PUABundler:Win32/Rostpay is Defender’s name for a bundle that can bring Rostpay-related software and additional offers onto a Windows system. Microsoft lists both PUA:Win32/Rostpay and PUABundler:Win32/Rostpay as Defender detections, and its threat page says affected devices may show slow performance, added or modified files, desktop-setting changes, freezing, crashes, or reduced storage space [1].
The important word is bundler. Defender is not only judging the visible app name.

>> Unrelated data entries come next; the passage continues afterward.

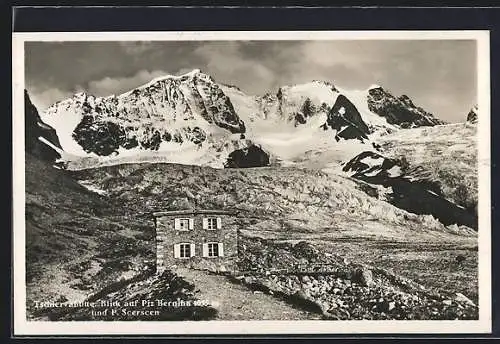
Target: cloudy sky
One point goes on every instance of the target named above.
(440, 76)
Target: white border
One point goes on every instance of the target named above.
(483, 325)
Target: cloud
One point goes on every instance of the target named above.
(226, 63)
(43, 99)
(136, 47)
(109, 85)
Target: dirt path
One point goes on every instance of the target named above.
(236, 302)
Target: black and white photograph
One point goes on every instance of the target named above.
(243, 182)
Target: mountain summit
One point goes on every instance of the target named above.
(192, 119)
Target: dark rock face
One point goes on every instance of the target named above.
(400, 111)
(34, 128)
(252, 156)
(346, 119)
(410, 191)
(472, 115)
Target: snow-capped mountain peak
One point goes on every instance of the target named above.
(190, 118)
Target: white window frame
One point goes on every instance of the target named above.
(207, 251)
(184, 248)
(214, 247)
(183, 221)
(212, 223)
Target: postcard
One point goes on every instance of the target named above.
(232, 182)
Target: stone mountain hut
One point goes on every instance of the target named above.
(200, 239)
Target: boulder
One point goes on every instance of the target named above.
(252, 156)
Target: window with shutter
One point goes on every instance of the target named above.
(213, 249)
(186, 250)
(177, 251)
(183, 224)
(204, 250)
(211, 223)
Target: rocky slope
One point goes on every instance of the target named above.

It is warning that the installer workflow can add extra components or change settings in ways many users do not expect. Gridinsoft’s scanner report classifies a Rostpay sample as PUP.Win32.Rostpay.vl!c and ties it to Rostpay publisher metadata [2]. A public ANY.RUN sandbox report for driver-hub-install__28.exe also shows ROSTPAY LTD metadata, a Temp-folder execution path, registry writes, and network contact with api.az-partners.net [3].
Is Rostpay a virus or a false positive?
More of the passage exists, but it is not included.